Jak podaje Handelsblatt, powołując się na źródła wewnętrzne, minister gospodarki Katharina Reiche (CDU) przedstawi w środę nowe dane o wzroście gospodarczym.

Prognozy jej resortu są ściśle zgodne ze wspólną prognozą wiodących niemieckich instytutów gospodarczych: zarówno DIW, jak i RWI spodziewają się w tej chwili wzrostu PKB na poziomie 1,3% w 2026 r. i 1,4% w 2027 r.

Wszyscy oni liczą na bodziec do skupu długów – im więcej, tym lepiej, a kwestie jakościowe czy ograniczenia planowania gospodarczego już dawno zniknęły z pola widzenia. Przekonanie, iż gospodarką można zarządzać centralnie, jest w tej chwili w Berlinie dogmatem. Wolny rynek traktowany jest jak przeciwnik.

"Punkt zwrotny" Merza

Kanclerz Merz ogłosił niedawno "zwrot" w przepływach inwestycyjnych.

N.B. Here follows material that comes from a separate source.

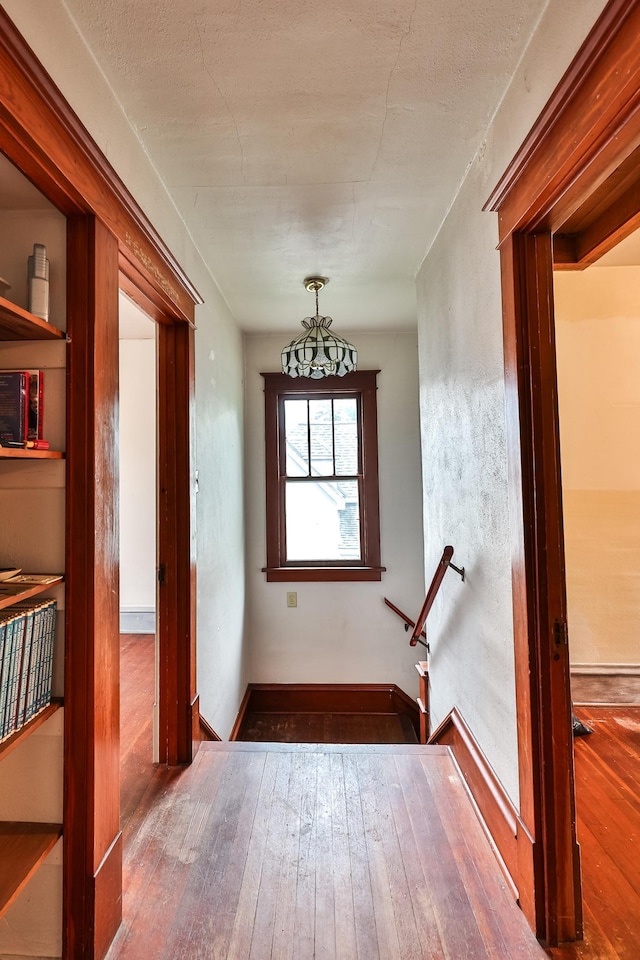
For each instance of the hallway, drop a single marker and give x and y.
(281, 851)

Po latach masowej ucieczki kapitału twierdzi teraz, iż pieniądze wracają do Niemiec. Wydaje się, iż wierzy, iż dodatkowe 50 mld euro nowych pożyczek – głównie skierowanych na projekty klimatyczne, infrastrukturę i ekspansję wojskową – wywoła boom inwestycji prywatnych. Poprzez gwarancje państwowe ma zostać "zmobilizowany" kapitał prywatny.

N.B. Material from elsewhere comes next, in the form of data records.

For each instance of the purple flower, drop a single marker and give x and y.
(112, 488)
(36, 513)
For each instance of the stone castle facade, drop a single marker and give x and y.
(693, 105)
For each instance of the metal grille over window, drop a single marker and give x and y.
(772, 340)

Można się założyć, iż stymulacja napędzana długiem ożywi gospodarkę. W rzeczywistości jest to logika w stylu Habecka – upadek przemysłu i bankructwa są wkomponowane w ciasto.

Oszustwa etykietowe i ekonomia voodoo

Ten "wzrost" jest statystyczną iluzją. Nie odzwierciedla on napędzanych przez rynek inwestycji ani realnego popytu – jest to napędzany długiem miraż, ognisko rozpalone przez prasę drukarską.

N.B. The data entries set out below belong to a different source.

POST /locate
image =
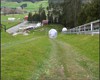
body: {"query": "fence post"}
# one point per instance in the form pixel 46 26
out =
pixel 91 28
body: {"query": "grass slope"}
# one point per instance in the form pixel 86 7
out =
pixel 31 57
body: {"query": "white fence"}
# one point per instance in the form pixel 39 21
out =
pixel 89 28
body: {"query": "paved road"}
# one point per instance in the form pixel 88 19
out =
pixel 15 28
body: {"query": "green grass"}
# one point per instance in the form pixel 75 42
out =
pixel 9 24
pixel 30 6
pixel 20 57
pixel 87 45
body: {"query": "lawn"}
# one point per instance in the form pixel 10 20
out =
pixel 23 56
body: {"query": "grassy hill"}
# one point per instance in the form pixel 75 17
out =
pixel 36 57
pixel 30 6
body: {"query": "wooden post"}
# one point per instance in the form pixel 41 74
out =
pixel 91 26
pixel 92 29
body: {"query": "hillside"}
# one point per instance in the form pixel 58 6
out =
pixel 30 6
pixel 36 57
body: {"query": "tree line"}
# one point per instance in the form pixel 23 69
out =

Konsekwencje będą druzgocące: podatnicy zapłacą rachunek poprzez wyższe podatki lub inflację, gdy nowa masa kredytowa spotka się ze stagnacją gospodarczą i ograniczoną podażą, co spowoduje wzrost cen.

Prawdziwy dobrobyt i wzrost gospodarczy muszą być mierzone inaczej. Na wolnym rynku towary i usługi powstają w wyniku rzeczywistego popytu. Państwo, w przeciwieństwie do tego, staje się czynnikiem konsumpcji, który niszczy siłę nabywczą poprzez biurokrację.

Rynki kapitałowe pod presją

To samo dotyczy inwestycji. Ideologicznie napędzane projekty, takie jak "zielona transformacja", są w rzeczywistości programami niszczenia kapitału. Drenują rzadkie zasoby z sektora prywatnego, podnoszą koszty finansowania i uszczelniają rynek pracy, zamykając pracowników w bezproduktywnej biurokracji.

Dla porównania: udział państwa w PKB wynosi w tej chwili około 50%.

Przy planowanym nowym wskaźniku zadłużenia na poziomie 4,7 proc. w przyszłym roku i prognozowanym wzroście PKB na poziomie zaledwie 1,3 proc., sektor prywatny musiałby skurczyć się o około 3,4 proc. w ujęciu realnym, aby obliczenia się sprawdziły.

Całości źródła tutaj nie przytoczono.